Portrait of Alexander III

Triton XVIII, Lot: 467. Estimate $7500.
Sold for $17500. This amount does not include the buyer’s fee.

KINGS of MACEDON. Philip III Arrhidaios. 323-317 BC. AV Stater (17.5mm, 8.58 g, 12h). In the types of Philip II. Kolophon mint. Struck under Menander or Kleitos, circa 322-319 BC. Head of Apollo right, with the features of Alexander III, wearing laurel wreath / ΦIΛIΠΠOY, charioteer, holding kentron in right hand, reins in left, driving fast biga right; tripod below. Thompson, Philip 12 = Jameson 978 = Kunstfreund 232 = Gillet 785 (same obv. die); Le Rider pl. 90, 16 and pl. 93, 26; SNG ANS 309; SNG Alpha Bank 260 = Alpha Bank, Hellenic 72 = Alpha Bank, Macedonia 26 = Alpha Bank, Alexander 57 (same dies); SNG Ashmolean 2456; Kampmann 4 = DDTP p. 19 (this coin); Kraay & Hirmer 565. Superb EF, lustrous, small scratch at top edge of obverse. Well struck from fresh dies of the finest style. Featured in the podcast “Kolophon, ca 320 BC” on the MoneyMuseum website (click here for the English version, here for the German version).
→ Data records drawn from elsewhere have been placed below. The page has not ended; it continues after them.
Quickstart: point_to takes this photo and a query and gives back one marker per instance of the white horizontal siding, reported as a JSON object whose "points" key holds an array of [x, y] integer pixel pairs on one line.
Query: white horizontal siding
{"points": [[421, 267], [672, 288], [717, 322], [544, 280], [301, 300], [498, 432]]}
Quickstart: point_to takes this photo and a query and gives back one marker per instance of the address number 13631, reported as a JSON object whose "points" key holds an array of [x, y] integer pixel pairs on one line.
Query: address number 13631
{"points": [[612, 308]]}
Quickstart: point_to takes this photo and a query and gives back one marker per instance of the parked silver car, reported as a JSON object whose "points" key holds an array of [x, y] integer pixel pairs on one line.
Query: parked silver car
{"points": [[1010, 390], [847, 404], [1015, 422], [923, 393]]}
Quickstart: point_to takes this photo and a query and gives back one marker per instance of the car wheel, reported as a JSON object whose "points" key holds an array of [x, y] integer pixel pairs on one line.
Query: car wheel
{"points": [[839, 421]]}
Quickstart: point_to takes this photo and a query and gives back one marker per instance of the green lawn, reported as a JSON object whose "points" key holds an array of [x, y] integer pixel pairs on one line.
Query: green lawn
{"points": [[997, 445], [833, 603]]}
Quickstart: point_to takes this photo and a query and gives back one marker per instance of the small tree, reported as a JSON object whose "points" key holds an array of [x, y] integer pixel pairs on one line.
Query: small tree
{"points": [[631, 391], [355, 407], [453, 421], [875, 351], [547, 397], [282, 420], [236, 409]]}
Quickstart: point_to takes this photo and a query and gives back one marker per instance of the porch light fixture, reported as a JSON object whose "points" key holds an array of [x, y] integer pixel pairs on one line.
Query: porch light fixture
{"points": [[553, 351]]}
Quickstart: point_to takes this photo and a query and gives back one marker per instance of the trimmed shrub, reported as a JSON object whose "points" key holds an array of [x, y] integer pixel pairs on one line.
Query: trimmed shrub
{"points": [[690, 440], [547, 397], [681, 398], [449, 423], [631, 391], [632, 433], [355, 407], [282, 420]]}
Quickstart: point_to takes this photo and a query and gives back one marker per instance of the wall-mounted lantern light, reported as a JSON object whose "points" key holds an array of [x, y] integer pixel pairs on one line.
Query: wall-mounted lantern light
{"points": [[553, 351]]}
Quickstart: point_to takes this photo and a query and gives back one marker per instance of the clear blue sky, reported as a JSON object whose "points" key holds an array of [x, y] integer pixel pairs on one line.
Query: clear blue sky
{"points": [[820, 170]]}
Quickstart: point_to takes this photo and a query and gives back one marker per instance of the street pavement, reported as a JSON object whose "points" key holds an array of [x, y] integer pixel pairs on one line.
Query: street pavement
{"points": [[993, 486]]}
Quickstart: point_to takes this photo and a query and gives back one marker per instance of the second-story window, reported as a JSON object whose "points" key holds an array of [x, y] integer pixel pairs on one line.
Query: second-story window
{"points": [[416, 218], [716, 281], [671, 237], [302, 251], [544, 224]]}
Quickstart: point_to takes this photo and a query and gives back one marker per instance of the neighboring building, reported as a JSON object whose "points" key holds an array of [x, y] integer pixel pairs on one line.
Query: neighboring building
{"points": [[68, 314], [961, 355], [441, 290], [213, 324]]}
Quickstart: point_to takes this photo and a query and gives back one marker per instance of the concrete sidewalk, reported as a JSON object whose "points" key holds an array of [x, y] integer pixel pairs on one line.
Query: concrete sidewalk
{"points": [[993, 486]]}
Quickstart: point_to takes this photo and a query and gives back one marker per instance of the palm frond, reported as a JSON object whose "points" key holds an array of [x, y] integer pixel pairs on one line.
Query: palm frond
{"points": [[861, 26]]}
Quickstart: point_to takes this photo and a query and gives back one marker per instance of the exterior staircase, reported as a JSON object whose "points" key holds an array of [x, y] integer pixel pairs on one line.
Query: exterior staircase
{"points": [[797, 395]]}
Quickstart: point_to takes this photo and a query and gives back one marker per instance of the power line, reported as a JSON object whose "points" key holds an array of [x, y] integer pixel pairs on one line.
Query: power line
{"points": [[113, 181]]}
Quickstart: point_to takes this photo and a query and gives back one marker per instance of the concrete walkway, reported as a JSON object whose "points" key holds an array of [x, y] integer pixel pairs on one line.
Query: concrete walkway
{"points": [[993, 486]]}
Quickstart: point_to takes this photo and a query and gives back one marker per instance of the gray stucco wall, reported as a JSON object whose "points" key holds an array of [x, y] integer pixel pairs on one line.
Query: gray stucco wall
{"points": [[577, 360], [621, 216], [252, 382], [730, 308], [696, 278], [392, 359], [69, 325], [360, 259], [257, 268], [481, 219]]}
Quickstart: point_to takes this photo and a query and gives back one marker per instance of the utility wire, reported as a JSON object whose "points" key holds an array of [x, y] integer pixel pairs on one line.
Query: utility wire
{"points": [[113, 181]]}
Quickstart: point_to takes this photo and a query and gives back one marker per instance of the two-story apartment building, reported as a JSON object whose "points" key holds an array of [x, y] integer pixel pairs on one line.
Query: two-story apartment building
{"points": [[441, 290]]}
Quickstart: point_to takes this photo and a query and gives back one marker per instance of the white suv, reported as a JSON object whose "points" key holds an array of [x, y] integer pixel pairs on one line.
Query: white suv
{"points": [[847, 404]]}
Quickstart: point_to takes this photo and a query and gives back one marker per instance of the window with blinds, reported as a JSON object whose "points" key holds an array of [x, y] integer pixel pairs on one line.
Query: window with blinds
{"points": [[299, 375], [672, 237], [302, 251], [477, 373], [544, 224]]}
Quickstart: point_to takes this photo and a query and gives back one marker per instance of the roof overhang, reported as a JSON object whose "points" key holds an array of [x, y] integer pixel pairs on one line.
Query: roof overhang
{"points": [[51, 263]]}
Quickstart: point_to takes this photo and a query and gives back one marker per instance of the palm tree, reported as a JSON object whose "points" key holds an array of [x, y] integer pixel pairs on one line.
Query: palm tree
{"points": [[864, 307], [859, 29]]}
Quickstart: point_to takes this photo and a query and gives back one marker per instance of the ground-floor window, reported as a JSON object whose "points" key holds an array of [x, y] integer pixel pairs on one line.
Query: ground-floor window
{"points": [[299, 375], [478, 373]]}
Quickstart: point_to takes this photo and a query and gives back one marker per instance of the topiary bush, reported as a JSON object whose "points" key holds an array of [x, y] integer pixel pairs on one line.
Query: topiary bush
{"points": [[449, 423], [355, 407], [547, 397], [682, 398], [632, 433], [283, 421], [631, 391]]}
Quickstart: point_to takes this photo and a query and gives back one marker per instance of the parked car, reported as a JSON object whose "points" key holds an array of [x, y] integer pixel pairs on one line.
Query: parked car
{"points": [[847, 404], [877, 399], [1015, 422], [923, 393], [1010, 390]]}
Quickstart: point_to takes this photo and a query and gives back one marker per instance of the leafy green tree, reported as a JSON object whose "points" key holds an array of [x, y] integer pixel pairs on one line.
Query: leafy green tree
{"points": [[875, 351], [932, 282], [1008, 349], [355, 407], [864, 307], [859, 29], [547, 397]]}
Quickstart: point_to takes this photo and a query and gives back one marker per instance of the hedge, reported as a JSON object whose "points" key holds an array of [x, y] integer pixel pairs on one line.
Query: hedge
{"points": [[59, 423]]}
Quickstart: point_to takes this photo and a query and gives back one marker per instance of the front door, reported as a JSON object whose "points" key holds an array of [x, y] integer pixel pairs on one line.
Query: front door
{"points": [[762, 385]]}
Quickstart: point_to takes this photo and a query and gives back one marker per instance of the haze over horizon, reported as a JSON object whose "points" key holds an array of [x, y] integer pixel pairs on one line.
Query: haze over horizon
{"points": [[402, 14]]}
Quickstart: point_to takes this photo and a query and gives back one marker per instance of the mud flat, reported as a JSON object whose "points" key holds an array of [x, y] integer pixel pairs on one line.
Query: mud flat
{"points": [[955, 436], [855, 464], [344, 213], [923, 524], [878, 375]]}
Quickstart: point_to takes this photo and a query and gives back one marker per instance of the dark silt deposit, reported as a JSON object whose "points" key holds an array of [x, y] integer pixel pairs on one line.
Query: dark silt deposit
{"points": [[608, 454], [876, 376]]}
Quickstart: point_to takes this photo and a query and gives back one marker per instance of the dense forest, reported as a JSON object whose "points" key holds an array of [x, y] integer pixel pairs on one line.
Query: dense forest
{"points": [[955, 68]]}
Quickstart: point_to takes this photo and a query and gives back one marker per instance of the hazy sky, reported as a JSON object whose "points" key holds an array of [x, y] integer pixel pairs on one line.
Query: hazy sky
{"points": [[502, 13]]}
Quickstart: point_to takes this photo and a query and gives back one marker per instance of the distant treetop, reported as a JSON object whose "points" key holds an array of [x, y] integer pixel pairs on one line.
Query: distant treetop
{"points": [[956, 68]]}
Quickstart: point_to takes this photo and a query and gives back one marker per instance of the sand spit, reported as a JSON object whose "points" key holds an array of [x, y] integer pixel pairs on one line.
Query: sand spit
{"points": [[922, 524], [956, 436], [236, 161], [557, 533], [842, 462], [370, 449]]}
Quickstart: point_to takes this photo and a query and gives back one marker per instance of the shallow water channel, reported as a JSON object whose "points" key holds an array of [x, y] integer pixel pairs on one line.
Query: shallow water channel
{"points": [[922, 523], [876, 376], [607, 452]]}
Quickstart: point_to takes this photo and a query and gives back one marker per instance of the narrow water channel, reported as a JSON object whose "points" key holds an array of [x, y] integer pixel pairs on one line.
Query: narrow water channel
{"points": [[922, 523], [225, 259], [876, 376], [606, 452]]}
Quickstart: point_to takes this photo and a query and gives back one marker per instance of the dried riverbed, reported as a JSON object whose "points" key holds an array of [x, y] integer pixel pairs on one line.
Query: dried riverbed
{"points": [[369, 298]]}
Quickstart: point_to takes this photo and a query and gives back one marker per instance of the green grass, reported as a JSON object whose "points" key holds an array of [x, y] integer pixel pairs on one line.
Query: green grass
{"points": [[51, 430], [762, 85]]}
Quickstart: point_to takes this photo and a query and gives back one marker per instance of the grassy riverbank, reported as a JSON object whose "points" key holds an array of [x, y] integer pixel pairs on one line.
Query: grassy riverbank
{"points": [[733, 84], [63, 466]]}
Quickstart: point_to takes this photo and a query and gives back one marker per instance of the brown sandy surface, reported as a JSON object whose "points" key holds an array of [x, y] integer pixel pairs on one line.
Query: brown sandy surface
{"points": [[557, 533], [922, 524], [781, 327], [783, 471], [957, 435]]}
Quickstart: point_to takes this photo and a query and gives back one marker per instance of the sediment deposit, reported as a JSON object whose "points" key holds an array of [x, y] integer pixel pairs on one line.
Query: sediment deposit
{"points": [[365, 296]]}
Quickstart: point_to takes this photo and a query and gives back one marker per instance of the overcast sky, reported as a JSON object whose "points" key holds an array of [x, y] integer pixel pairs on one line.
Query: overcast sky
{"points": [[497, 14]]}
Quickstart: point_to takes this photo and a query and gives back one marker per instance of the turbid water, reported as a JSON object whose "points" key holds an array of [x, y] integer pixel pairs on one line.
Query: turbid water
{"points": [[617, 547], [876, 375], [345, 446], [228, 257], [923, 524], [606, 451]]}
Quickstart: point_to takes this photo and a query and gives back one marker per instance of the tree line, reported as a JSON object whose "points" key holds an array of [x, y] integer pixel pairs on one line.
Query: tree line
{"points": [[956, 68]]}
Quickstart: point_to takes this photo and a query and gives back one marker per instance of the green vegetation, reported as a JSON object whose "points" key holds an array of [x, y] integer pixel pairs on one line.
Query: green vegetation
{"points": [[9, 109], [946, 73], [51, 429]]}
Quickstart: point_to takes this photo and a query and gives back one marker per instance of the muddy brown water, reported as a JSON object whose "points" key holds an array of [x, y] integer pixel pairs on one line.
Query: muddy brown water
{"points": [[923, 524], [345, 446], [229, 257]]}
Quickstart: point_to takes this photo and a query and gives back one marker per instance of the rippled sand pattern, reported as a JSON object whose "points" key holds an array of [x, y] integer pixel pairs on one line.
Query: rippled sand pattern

From the collection of the MoneyMuseum, Zurich. Ex Superior (December 1996), lot 1433.

This beautiful gold stater belongs to the period following the death of Alexander the Great when his half-brother, Philip III Arrhidaios, was the nominal head of state together with the conqueror's infant son by Roxane, Alexander IV. The gem-like delicacy of the engraving of these extraordinary dies singles this issue out as belonging to one of the mints of the Ionian coastal region of western Asia Minor, an area which, of course, was not controlled by the Macedonian monarchy in the time of Philip II. Kolophon is the city to which it is tentatively attributed, the tripod symbol linking it to an issue in the name of Philip III (cf. Price P41).